When Even Toothpicks Are Too Expensive


Since talking about my experiences with toothpick bridges on the website, I get questions from all over the world. The resulting dialog can be short or engaging. When I got an email from Shirley N. in South Africa about a poor child my sons age in a shanty near her business, I was intrigued.

Themba, who lives in a makeshift, sort of 'squatter', camp still gets to school enough to be exposed to the toothpick bridge challenge. The rules of the contest are not the issue here as much as the goal of exploring the concepts. Giving the kids a chance to get hands-on learning.

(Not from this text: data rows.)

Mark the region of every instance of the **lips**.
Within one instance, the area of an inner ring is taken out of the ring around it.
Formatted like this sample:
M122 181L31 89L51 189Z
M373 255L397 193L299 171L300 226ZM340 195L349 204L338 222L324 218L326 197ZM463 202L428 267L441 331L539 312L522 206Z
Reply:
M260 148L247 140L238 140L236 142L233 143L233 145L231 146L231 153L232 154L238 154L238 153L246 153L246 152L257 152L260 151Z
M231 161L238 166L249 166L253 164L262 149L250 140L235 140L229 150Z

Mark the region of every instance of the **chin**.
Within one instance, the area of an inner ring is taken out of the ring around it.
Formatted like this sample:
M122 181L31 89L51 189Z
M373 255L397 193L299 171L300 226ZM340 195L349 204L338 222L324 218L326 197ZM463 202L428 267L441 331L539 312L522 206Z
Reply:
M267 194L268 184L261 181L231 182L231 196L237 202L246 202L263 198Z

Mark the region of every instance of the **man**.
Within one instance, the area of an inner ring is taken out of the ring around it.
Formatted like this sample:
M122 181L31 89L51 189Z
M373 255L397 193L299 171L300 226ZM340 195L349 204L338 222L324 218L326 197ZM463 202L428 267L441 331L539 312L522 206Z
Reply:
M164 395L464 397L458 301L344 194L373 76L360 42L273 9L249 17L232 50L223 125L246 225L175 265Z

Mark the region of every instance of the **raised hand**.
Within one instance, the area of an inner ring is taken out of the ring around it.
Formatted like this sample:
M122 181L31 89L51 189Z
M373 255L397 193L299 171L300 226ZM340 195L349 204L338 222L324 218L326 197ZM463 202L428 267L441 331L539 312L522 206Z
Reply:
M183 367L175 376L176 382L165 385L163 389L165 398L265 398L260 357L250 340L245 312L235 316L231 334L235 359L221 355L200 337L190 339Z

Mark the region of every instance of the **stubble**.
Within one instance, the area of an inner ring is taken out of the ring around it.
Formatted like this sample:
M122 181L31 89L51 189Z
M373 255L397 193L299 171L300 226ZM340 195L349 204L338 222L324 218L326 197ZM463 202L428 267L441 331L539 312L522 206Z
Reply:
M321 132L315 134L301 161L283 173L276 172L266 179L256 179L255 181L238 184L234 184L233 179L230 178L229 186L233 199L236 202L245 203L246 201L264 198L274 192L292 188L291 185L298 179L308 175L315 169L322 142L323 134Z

It is a good reminder of how useful this problem can be. Even the cost of toothpicks were too great, at $3 a box, so match sticks, which are probably better suited for construction were used. Great choice, although Shirley's own son suggested setting it on fire when completed! Hey, I remember making toothpick structures ( free form) and watching them burn in the fireplace. It was fun.

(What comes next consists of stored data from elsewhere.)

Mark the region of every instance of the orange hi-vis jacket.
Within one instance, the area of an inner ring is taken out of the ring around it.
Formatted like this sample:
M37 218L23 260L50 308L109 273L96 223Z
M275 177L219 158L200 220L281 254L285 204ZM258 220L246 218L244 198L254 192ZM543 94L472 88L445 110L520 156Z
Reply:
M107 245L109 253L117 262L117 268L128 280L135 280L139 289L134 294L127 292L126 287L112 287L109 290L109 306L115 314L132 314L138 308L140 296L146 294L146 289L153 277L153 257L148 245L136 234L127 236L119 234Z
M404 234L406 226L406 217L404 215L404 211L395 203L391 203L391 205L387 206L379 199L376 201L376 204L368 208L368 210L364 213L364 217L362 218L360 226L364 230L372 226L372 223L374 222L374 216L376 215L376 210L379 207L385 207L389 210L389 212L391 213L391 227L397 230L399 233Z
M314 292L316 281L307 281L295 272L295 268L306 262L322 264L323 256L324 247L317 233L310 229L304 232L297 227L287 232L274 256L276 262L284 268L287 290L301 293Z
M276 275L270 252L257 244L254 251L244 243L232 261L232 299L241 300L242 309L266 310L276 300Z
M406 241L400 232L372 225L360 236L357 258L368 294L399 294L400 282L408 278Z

Keeping up with the Johannesbergs

If the bridge exercise were the main issue, life would be just great. All across the world we have nothing better to do than to teach our youngsters about math and engineering concepts and better the lore as world occupants in peaceful and harmonious existence.

Squatter Camp

Okay, reality could be no further from itself. The fact that human beings can live in such makeshift conditions and still get to school at all is a wonder. Imagine living in a space made out of packing materials --in a community with perhaps 100,000 people eating corn meal, chicken feet,and wild spinach. With haphazard infrastucture and no plumbing, essencials such as water, food, and even energy are carried in and out.

I am no expert on Africa, I have never been, but the internet gives us glimpses of all sorts of things. Shirley has supplied us with anecdotal factual vignettes of her close up view. It can give you a better appreciation for what we have, most of us. Let alone the relatively slight differences among middle class americans. Be thankful for a shower and clean sheets, I guess.

Back to the Bridge

After giving Shirley some suggestions to relay to Themba, he got started on a design. For the most part, the toothpicks/matches formed a solid base on either side, and a road surface with a built up beam. The beginnings of trusses were started in these pictures and I gave some suggestions for strengthening them.

They may not have been finished, but I suggested tying the tops of their triangular beginnings of trusses. Also, an 'X' brace will help counteract any twisting if the bridge is tested.

It looks like Themba and his friend started cleaning off the match heads to make better building sticks. This is how the exercise helps one get 'hands-on' learning.

Shirley, it turns out, helps run a business with her husband -- a sort of community level utility. They sell battery charges and portable fuel. Another area of interest of mine, energy. In the area where Themba lives, energy is carried home by the children instead of hooked up directly. The structures are too temporary. This is a whole different story for another time.

After all, this is just a little story about a boy and his assignment. A generous woman who can, and does, help them.

It makes me think about connections in the world. What effect does it have on the human race to have a dialog between people so far apart? I know we are just now scratching the surface of an amazing new realm of computing and understanding. Business and world economies.

The more fortunate ones have a cart

Carrying home a car battery

The pervasiveness of American culture. My son immediately picked out the Spiderman outfit the little boy is wearing in the picture.

Notice how neatly dressed these young girls are. As humans,we adjust to adversity. Those batteries are heavy, yet there is a smile on her face. People live and grow in all situations. We find human dignity everywhere. Perhaps moreso under trying conditions, where it is needed most.